Insurance companies’ fists are clenched tight around their cash, and many won’t be opening them to commercial borrowers anytime soon. Even worse – current commercial borrowers might find it tough to refinance, leading to more foreclosures.
With prices whipsawing around, the economy wallowing in a gutter somewhere and many insurance companies in bad financial straits, many insurers say they won’t originate any new loans for the foreseeable future. The more optimistic of the bunch – those who do plan on lending – are sticking to the most stable borrowers out there.
But at this point, anxiety over originating any new loans is almost understood within the industry. A fresh layer of worry comes from the loans due next year. Brokers and insurers say borrowers will mostly have to refinance, but many will get turned away – and that might lead lenders to foreclose on commercial properties.
“We are going to try to make every possible effort to make maturing loans be repaid in full,” said David Henderson, Boston-based senior portfolio manager with Allstate Investments, who also said that given economic forecasts, Allstate likely won’t originate any loans in 2009.
As to whether the company’s current borrowers will be able to repay outstanding loans: “We’re going to get an answer really quickly,” he said, and added that the company will consider whether to foreclose on a case-by-case basis.
Who Will Pick Up The Slack?
It’s all worrisome to George Fantini of Boston brokerage company Fantini & Gorga, who frets in particular about all the loans – from now-sidelined conduit lenders as well as insurers – that will come due this year.
“There’s no even slightly positive outlook as to who will pick up the business,” he said. “That is really where the stress point is in 2009.”
Hopefully lenders will agree to refinance instead of foreclosing, said Russell Schildkraut, principal of real estate capital advisory firm Ackman-Ziff, who said that about $70 billion in loans will be coming due in 2009. Foreclosure is costly in both money and time, and many of those properties will take a while to re-sell – why not just extend the loan?
“I can’t see how [foreclosure] is going to make sense,” he said.
Life insurance companies’ borrowers are relatively good at making payments, according to a recent report from the Mortgage Bankers Association. About .06 percent of insurance companies’ borrowers default on their loans, compared to .63 percent of commercial mortgage backed securities lenders and 1.38 percent of banks.
Loans might get rolling again if the economy improves, as some sources noted. But that recovery will take longer if nobody’s lending, Fantini said.
“It’s very circular, and the discouraging thing about this situation is Â… it’s not clear what’s going to undo it.”
The Sunnier Side Of The Street
The pessimism is intense, but not everyone sounded such gloomy notes. Tim Kenny of MassMutual’s Babson Capital acknowledged that capital would be hard to come by in early 2009, but that his organization planned to make loans to “stabilized core properties,” and expected to see a loosening of credit as the year went on.
“We’ll wade into the water, bit by bit,” he said, adding he was optimistic about the lending environment.
David Durning, managing director for originations with Prudential, said the insurer would definitely be making loans, and both he and Kenny pointed to volatile real estate price tags, not the overall economy, as the immediate reason for a halt in loans.
Real estate lenders can get a better idea of how much buildings are worth based on how much they’re selling for – the trouble right now is that so few pieces of real estate are actually selling.
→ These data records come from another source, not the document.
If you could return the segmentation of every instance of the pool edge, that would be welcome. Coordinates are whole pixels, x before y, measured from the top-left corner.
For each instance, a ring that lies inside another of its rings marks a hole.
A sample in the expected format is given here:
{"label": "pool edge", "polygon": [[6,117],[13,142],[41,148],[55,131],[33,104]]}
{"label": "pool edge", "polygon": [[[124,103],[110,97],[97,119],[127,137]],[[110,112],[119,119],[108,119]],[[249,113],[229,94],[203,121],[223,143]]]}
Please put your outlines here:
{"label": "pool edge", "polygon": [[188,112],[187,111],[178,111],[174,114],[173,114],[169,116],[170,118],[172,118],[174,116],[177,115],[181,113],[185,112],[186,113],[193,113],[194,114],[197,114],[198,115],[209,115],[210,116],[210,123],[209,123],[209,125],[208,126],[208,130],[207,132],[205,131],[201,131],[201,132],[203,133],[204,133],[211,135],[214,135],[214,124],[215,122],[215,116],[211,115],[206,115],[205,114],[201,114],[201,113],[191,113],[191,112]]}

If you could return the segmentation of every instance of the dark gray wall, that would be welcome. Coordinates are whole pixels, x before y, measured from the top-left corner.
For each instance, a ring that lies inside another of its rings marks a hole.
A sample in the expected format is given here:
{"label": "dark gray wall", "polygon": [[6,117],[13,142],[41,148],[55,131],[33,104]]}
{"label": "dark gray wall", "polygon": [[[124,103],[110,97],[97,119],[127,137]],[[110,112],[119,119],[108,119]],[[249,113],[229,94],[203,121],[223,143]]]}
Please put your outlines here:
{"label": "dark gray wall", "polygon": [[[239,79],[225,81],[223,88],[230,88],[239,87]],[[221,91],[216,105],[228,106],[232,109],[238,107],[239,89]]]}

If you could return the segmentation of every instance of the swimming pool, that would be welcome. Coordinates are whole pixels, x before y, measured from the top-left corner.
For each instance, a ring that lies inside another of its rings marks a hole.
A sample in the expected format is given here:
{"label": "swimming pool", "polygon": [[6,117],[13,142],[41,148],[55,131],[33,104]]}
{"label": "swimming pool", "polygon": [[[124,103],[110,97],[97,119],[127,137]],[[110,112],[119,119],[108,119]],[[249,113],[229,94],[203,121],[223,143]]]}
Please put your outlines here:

That makes pricing these properties into more of a guessing game, and lenders get skittish. Getting a better fix on prices should help lenders feel more confident about making deals, Durning said.
The Mortgage Bankers Association, too, put the current lending situation in perspective. Jamie Woodwell, a vice president of commercial real estate research with MBA, said yes, loan originations were down about 27 percent in the third quarter 2008 compared to last year, and the slumping economy was partially to blame for that.
But that 27 percent drop is also attributable to the abnormally large amount of loans made in the few years preceding this one.
In 2007, Real Capital Analytics reported that $339 billion changed hands, compared to $225 billion in 2006, $200 billion in 2005 and $129 billion in 2004, he said. The 2008 numbers thus far are partially a cooling-off after above-normal activity.
Many industry watchers are still sticking by darker view.
Henderson of Allstate said at the beginning of 2008 his company’s economic predictions were much gloomier than most others, which made them stick out from the crowd.
“I think that’s no longer the case,” he said – the crowd has since caught up.